Amy Celico, who co-leads Albright Stonebridge Group’s China practice, stopped short of optimism about the summit. She instead described the meeting as a step forward, one that “put a floor underneath this really significant continued deterioration of the relationship, which was getting scary because it was focused not on the trade and economic issues that many of us focus on all the time, but on issues over Taiwan.”
U.S. Secretary of State Antony J. Blinken has described managing U.S.-China relations as “the biggest geopolitical test of the 21st century.” Earlier Tuesday at the CEO Initiative, Sen. Mark Warner (D-Va.) called China a greater challenge for the U.S. than the Cold War.
The relationship between the U.S. and China grew more tense during the Trump administration.

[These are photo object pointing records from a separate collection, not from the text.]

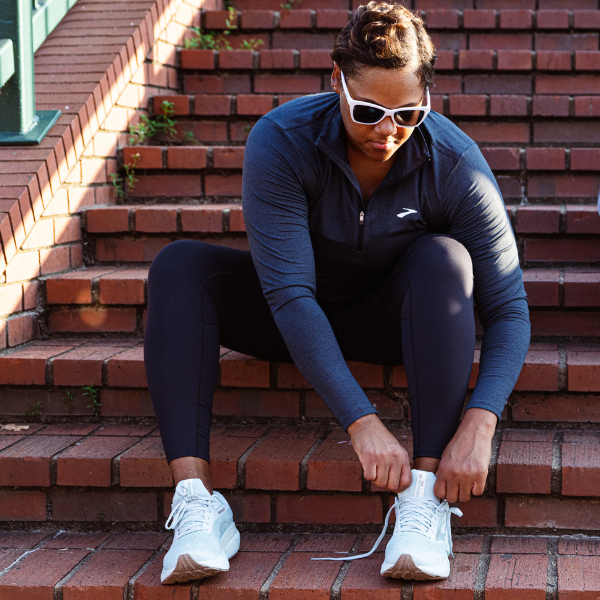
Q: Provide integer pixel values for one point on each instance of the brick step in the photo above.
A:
(449, 27)
(78, 566)
(46, 379)
(539, 480)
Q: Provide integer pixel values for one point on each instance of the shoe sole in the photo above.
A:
(187, 569)
(405, 568)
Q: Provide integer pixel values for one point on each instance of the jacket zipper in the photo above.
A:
(361, 226)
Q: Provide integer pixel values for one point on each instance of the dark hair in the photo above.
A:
(385, 35)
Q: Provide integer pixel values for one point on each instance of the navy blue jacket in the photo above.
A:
(301, 204)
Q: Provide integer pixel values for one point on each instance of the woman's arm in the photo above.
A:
(276, 216)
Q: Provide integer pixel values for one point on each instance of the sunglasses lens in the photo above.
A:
(367, 114)
(409, 118)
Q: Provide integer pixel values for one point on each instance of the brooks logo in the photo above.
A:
(408, 212)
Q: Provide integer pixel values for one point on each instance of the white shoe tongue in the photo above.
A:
(421, 487)
(191, 486)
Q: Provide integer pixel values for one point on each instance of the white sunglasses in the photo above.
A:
(366, 113)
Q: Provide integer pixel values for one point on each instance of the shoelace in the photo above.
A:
(191, 514)
(418, 507)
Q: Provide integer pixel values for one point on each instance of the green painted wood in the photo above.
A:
(7, 61)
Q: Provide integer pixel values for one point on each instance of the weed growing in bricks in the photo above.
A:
(68, 398)
(33, 411)
(94, 395)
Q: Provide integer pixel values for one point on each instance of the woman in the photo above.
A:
(372, 223)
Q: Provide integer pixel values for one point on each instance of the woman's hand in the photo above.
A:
(464, 465)
(385, 462)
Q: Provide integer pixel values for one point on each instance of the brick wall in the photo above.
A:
(99, 67)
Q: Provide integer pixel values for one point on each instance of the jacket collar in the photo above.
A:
(413, 154)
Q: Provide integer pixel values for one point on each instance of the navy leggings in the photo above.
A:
(202, 295)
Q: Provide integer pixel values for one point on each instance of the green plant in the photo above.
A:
(93, 394)
(33, 410)
(251, 44)
(68, 398)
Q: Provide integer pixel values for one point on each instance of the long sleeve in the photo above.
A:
(275, 211)
(478, 220)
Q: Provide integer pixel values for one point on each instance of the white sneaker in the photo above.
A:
(422, 541)
(205, 536)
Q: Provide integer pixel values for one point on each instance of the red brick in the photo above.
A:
(149, 587)
(582, 288)
(205, 219)
(123, 287)
(505, 41)
(216, 84)
(552, 19)
(578, 577)
(108, 219)
(564, 41)
(315, 59)
(235, 59)
(244, 580)
(228, 157)
(583, 371)
(539, 219)
(294, 84)
(257, 19)
(82, 366)
(502, 159)
(547, 60)
(275, 464)
(501, 105)
(550, 512)
(330, 510)
(585, 159)
(197, 59)
(223, 185)
(562, 250)
(127, 369)
(475, 59)
(295, 19)
(517, 576)
(516, 19)
(276, 59)
(519, 544)
(225, 454)
(105, 576)
(93, 320)
(89, 463)
(334, 465)
(467, 105)
(514, 60)
(256, 403)
(182, 157)
(245, 371)
(103, 506)
(542, 286)
(254, 104)
(27, 366)
(550, 106)
(524, 467)
(148, 157)
(580, 469)
(27, 462)
(44, 568)
(442, 19)
(155, 219)
(145, 465)
(331, 18)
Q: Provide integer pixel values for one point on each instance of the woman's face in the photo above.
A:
(387, 88)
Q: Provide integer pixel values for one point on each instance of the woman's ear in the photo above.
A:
(336, 81)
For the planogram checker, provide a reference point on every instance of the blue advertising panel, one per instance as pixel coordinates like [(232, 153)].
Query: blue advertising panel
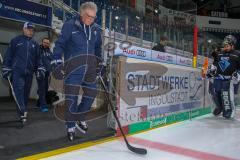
[(23, 10)]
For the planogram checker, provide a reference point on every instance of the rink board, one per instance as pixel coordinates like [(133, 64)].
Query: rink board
[(152, 94)]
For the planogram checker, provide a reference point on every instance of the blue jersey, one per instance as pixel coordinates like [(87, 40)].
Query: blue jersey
[(23, 55)]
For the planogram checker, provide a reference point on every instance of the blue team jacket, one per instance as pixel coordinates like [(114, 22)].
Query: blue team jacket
[(23, 55), (77, 39), (46, 55)]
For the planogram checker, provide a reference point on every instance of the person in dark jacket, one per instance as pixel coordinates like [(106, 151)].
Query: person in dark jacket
[(161, 45), (43, 84), (226, 72), (21, 60), (80, 42)]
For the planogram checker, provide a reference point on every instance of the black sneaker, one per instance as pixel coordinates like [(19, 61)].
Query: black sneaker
[(227, 114), (23, 118), (71, 134), (217, 111), (82, 126)]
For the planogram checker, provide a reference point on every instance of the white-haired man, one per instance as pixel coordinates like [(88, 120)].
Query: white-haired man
[(80, 42)]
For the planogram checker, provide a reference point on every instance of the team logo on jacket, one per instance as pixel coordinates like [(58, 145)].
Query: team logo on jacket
[(223, 65)]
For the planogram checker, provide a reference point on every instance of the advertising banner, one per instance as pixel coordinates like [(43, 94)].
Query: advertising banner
[(125, 48), (151, 90), (26, 11)]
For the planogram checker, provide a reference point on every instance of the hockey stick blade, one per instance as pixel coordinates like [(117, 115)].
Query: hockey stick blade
[(142, 151)]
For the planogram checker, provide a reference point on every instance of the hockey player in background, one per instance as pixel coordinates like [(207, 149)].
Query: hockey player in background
[(21, 60), (80, 42), (43, 84), (226, 71)]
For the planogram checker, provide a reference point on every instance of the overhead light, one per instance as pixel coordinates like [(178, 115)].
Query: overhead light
[(209, 41), (138, 17)]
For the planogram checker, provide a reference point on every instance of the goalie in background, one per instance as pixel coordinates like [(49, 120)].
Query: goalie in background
[(226, 72)]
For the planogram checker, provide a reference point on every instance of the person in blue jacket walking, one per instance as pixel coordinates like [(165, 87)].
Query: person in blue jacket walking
[(21, 60), (43, 84), (80, 42)]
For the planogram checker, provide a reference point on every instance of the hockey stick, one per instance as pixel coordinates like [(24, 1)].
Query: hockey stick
[(13, 93), (130, 147)]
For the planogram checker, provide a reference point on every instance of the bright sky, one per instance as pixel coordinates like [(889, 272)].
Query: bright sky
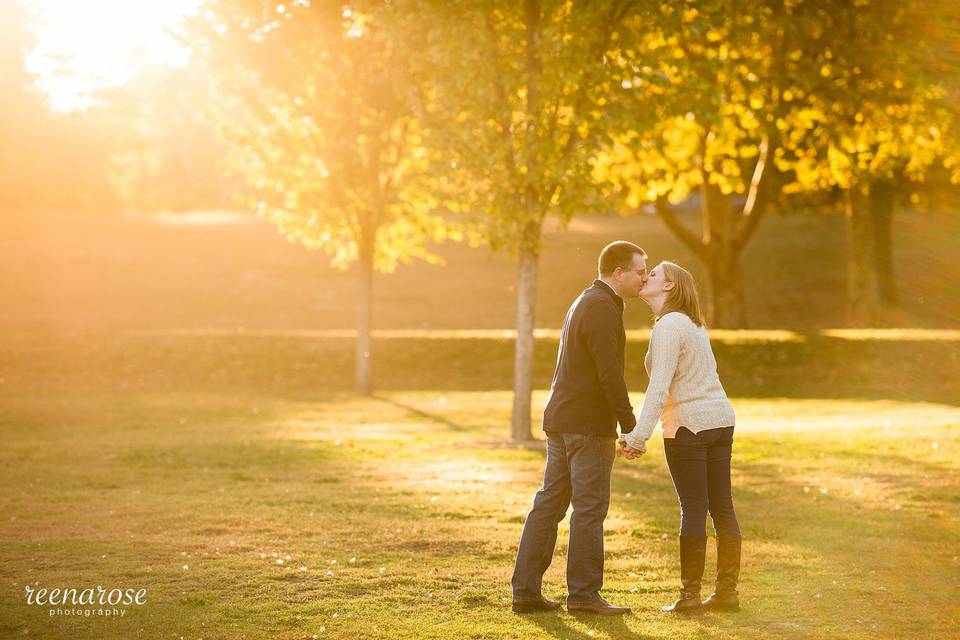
[(83, 46)]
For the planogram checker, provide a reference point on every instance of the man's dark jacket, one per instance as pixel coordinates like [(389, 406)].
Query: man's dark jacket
[(588, 394)]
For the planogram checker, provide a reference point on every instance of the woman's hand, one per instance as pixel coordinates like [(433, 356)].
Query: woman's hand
[(629, 452)]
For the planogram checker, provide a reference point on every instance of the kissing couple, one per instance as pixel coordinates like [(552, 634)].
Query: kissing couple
[(588, 397)]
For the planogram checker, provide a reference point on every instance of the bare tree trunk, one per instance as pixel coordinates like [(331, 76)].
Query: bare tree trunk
[(528, 254), (861, 292), (523, 356), (364, 366), (726, 308), (882, 202)]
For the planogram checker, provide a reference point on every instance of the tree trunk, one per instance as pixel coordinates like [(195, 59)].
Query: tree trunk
[(882, 202), (364, 367), (861, 292), (523, 356), (726, 308)]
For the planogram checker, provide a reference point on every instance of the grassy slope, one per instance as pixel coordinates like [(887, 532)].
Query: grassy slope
[(129, 455), (125, 460), (405, 511), (61, 273)]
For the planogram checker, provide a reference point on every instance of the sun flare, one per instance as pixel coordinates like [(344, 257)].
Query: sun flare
[(82, 47)]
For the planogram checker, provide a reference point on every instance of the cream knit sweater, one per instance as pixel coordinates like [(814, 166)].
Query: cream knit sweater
[(684, 390)]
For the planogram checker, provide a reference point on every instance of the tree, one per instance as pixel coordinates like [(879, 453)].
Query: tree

Before Biden took office, former president Donald Trump imposed sharp tariffs on Chinese imports, a move positioned as retaliation for unfair trading practices.
“We seem to be back at that period of time when the primary lens with which we view one another is through mistrust and concern over how that country is going to impact my own future,” Celico said. “That just wasn’t true for decades.”
During Monday’s meeting, Biden raised concerns about human rights practices in Xinjiang, Tibet, and Hong Kong and reiterated U.S. opposition to changing the status quo as it relates to Taiwan, according to the White House.
“President Biden welcomed the opportunity to speak candidly and straightforwardly to President Xi about our intentions and priorities across a range of issues,” the White House said in a readout after the meeting.
The U.S.-China Business Council had been hoping for a path forward to emerge on controversial tariffs driving up import prices, but clarity has yet to emerge there.
“Understanding the other’s position is a good starting point, but the problems all remain,” the Council’s President Craig Allen said. “The path forward remains very unclear.”